А произошло это так.

Четвертый месяц Качалин со своим тюменским экипажем летал в глубь зеленого континента. Русские пилоты перебрасывали на мощных винтокрылых машинах конструктора Миля продукты питания, одежду, одеяла, медикаменты в отдаленные лагеря беженцев, разбросанные там и сям по джунглям. Маленькая уютная страна в экваториальной Африке терпела неслыханные лишения, раздираемая внутренними противоречиями. Вожаки двух самых многочисленных племен не поделили власть в стране, положив начало жестокой междоусобной бойне, от которой больше всего страдали мирные жители, аборигены этих мест. Боевые действия вытеснили их из деревень, лишили крова и пищи. На помощь пришли международные гуманитарные организации, чтобы старики, женщины и дети не вымерли от повальных болезней и голода. Мужское же взрослое население преимущественно находилось под ружьем — попеременно то на одной, то на другой стороне. Российские вертолеты, зафрахтованные западноевропейской фирмой, работавшей под эгидой ООН, неустанно кружили в небе Африки. Это была очень трудная работа: пилоты не могли свыкнуться с изнуряющей жарой, духотой, постоянной влажностью, от которой не было спасения. С самого первого дня Антона не оставляло постоянное ощущение железной печки, раскаленной до малинового жара, которая словно находилась внутри него самого. Сущая пытка, но выбора не было — именно в таких условиях приходилось работать, соблюдая все пункты подписанного контракта.

В тот памятный четверг погода стояла самая что ни на есть летная: со слабым ветерком с океана и легкими перышками облаков в белесом от зноя небе. Борт Качалина опять загрузили под завязку многочисленными ящиками, бочками, мешками с мукой. Качалин оформил необходимые бумаги в здании аэропорта и заторопился на летное поле.

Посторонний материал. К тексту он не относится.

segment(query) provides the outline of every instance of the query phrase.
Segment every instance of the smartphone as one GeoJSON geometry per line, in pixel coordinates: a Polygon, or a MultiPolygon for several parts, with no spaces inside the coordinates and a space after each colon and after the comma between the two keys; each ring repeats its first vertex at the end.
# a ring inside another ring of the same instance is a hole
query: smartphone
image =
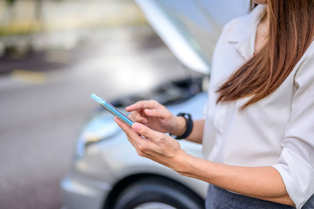
{"type": "Polygon", "coordinates": [[[98,102],[102,107],[107,110],[110,113],[116,116],[122,121],[128,124],[129,126],[132,127],[132,124],[134,122],[132,121],[129,118],[126,116],[122,112],[120,111],[117,108],[114,107],[112,104],[103,99],[103,98],[98,97],[94,93],[92,93],[90,96],[91,98],[98,102]]]}

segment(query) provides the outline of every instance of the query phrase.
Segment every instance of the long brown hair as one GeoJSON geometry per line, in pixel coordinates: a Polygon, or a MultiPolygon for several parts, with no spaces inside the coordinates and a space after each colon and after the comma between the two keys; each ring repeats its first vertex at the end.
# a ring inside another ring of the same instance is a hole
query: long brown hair
{"type": "Polygon", "coordinates": [[[219,87],[217,103],[252,96],[242,110],[270,94],[289,75],[312,41],[314,0],[268,0],[267,7],[266,44],[219,87]]]}

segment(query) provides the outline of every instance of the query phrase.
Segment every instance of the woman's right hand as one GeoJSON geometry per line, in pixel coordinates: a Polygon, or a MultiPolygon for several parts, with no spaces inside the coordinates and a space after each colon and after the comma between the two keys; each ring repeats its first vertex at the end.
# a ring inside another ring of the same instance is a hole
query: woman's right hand
{"type": "Polygon", "coordinates": [[[183,117],[174,116],[155,100],[140,101],[126,107],[125,110],[131,112],[129,116],[131,120],[157,131],[181,136],[186,128],[183,117]]]}

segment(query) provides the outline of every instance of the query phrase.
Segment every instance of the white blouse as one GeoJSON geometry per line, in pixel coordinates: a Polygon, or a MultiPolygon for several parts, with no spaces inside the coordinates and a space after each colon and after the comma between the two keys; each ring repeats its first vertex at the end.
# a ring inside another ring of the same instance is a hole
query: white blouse
{"type": "Polygon", "coordinates": [[[252,55],[257,26],[266,12],[258,6],[225,26],[216,46],[206,105],[203,154],[229,165],[272,166],[300,208],[314,193],[314,44],[276,89],[239,108],[248,98],[216,105],[215,91],[252,55]]]}

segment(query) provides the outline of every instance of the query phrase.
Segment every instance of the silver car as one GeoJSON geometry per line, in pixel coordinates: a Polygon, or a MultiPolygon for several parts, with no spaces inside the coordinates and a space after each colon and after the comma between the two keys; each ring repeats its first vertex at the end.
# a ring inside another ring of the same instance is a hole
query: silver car
{"type": "MultiPolygon", "coordinates": [[[[209,74],[223,26],[247,13],[242,1],[136,0],[153,28],[187,68],[209,74]]],[[[204,79],[191,78],[158,87],[147,95],[111,101],[123,111],[140,100],[155,99],[174,115],[203,116],[204,79]]],[[[202,157],[201,145],[180,140],[187,153],[202,157]]],[[[77,140],[68,174],[61,182],[65,208],[202,208],[208,184],[181,176],[138,156],[106,111],[96,112],[77,140]]]]}

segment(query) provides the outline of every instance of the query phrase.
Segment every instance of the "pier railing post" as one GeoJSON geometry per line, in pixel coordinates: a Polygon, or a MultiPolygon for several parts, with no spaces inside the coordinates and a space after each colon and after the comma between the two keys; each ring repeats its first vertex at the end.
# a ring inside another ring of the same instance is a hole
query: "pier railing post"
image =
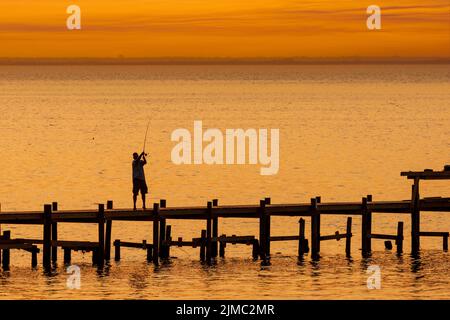
{"type": "Polygon", "coordinates": [[[159,204],[153,204],[153,263],[159,264],[159,204]]]}
{"type": "MultiPolygon", "coordinates": [[[[106,202],[106,209],[113,209],[112,200],[106,202]]],[[[109,261],[111,259],[111,233],[112,233],[112,220],[106,220],[106,234],[105,234],[105,260],[109,261]]]]}
{"type": "Polygon", "coordinates": [[[51,248],[52,248],[52,205],[44,205],[44,226],[43,226],[43,253],[42,264],[45,269],[51,267],[51,248]]]}
{"type": "Polygon", "coordinates": [[[212,234],[212,202],[208,201],[206,211],[206,261],[211,261],[211,234],[212,234]]]}
{"type": "Polygon", "coordinates": [[[420,193],[419,178],[414,179],[411,195],[411,253],[416,255],[420,250],[420,193]]]}
{"type": "Polygon", "coordinates": [[[311,199],[311,257],[317,259],[320,251],[320,217],[317,199],[311,199]]]}
{"type": "Polygon", "coordinates": [[[103,203],[98,205],[97,221],[98,249],[96,254],[96,262],[99,267],[102,267],[105,262],[105,205],[103,203]]]}
{"type": "MultiPolygon", "coordinates": [[[[52,203],[52,212],[58,211],[58,202],[52,203]]],[[[58,260],[58,223],[52,222],[52,262],[58,260]]]]}

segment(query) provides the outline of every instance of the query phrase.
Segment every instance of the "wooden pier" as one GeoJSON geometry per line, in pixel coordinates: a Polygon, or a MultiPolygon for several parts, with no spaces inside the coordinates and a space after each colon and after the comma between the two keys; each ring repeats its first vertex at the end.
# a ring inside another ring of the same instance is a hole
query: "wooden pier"
{"type": "Polygon", "coordinates": [[[9,231],[0,236],[0,250],[2,251],[2,265],[7,269],[10,264],[10,250],[27,250],[32,254],[32,266],[37,265],[37,254],[42,246],[42,265],[51,268],[57,261],[58,248],[63,249],[64,263],[70,263],[71,251],[92,252],[92,261],[102,267],[105,261],[110,260],[112,245],[113,221],[151,221],[153,222],[152,243],[143,240],[141,243],[123,242],[116,239],[115,260],[120,260],[120,248],[143,249],[147,252],[147,260],[158,264],[161,259],[170,257],[171,247],[189,246],[200,249],[200,260],[211,262],[217,256],[225,256],[227,244],[244,244],[252,246],[252,257],[260,258],[262,263],[270,263],[270,244],[273,241],[298,242],[298,257],[311,251],[312,259],[320,258],[322,241],[345,239],[345,254],[351,256],[352,217],[361,217],[361,252],[363,256],[370,255],[372,239],[386,240],[386,248],[391,248],[391,240],[395,241],[397,253],[403,252],[403,221],[397,225],[397,234],[374,234],[372,223],[374,214],[391,213],[404,214],[411,219],[411,252],[417,255],[420,251],[420,237],[441,237],[443,250],[448,250],[449,232],[445,230],[423,232],[420,229],[420,213],[450,212],[450,198],[432,197],[420,198],[420,180],[450,179],[450,170],[446,166],[444,171],[425,170],[423,172],[402,172],[402,176],[413,179],[412,197],[400,201],[374,201],[371,195],[362,198],[360,202],[322,202],[321,197],[314,197],[309,203],[275,204],[270,198],[265,198],[259,205],[219,205],[217,199],[208,201],[205,206],[167,207],[166,200],[155,203],[152,209],[134,211],[131,209],[116,209],[112,201],[99,204],[95,210],[58,210],[56,202],[44,205],[42,211],[28,212],[1,212],[0,225],[25,224],[42,225],[42,239],[14,239],[9,231]],[[338,215],[346,217],[345,232],[336,231],[332,235],[321,234],[321,216],[338,215]],[[300,217],[298,234],[271,235],[271,219],[285,217],[300,217]],[[259,221],[259,237],[254,235],[219,236],[219,219],[242,218],[259,221]],[[305,218],[310,219],[310,239],[306,238],[305,218]],[[170,220],[202,220],[205,228],[200,230],[199,238],[183,240],[182,237],[172,239],[172,228],[168,225],[170,220]],[[90,223],[98,227],[98,240],[69,241],[58,239],[59,223],[90,223]]]}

«Вертушки» жались к краю аэродрома, ближе к океану. Оттуда временами наносило йодистым запахом водорослей, высыхающих на солнце после отлива. Качалин деловым шагом занятого неотложными делами человека направлялся к загруженному борту. Как раз в эту минуту с центральной взлетно-посадочной полосы поднимался казавшийся неуклюжим огромный «боинг». Утренний плотный воздух дрожал от грохота мощных двигателей, работающих на взлетном пределе. Антон невольно замедлил шаг, вглядываясь сощуренными глазами в ясную синеву с впечатанным силуэтом взлетающего лайнера. Через каких-то пять часов «боинг» достигнет Европы — желанной, благословенной земли, где нет войны, установился бархатный сезон, на желтых пляжах прогуливаются загорелые девушки, а вода утром так прохладна и чиста… Счастливчики! Антон усмехнулся крамольной мысли: он не отказался бы сейчас от полета в Европу, чтобы в собственное удовольствие поплескаться средиземноморской водичкой. Увы, увы, коли и суждено такому случиться, то совсем не скоро. Но уж если смотреть правде в глаза, в нынешней жизни вряд ли такое вообще возможно.

Навстречу Качалину спешил взволнованный бортмеханик Володя. Когда он гневался, огромный кадык на тонкой мальчишеской шее просто ходуном ходил, а слова с трудом продирались из осипшего горла. В то утро, увидев парня, Качалин сразу догадался, что на стоянке за время его короткого отсутствия что-то случилось. Он не любил ЧП накануне вылета.

— Ну, в чем дело, выкладывай, — поторопил Антон механика, выпучившего зенки, как вытащенная на берег рыба. — Опять проблемы с горючкой? — Качалин знал, что уже несколько раз им пытались залить в баки некондиционное топливо, на что Володя реагировал отчаянными гневными всплесками.

— Да нет, горючка в норме, — отмахнулся Володя, и лицо его приняло скорбное выражение, будто он только что узнал о кончине близкого друга. — Там другое…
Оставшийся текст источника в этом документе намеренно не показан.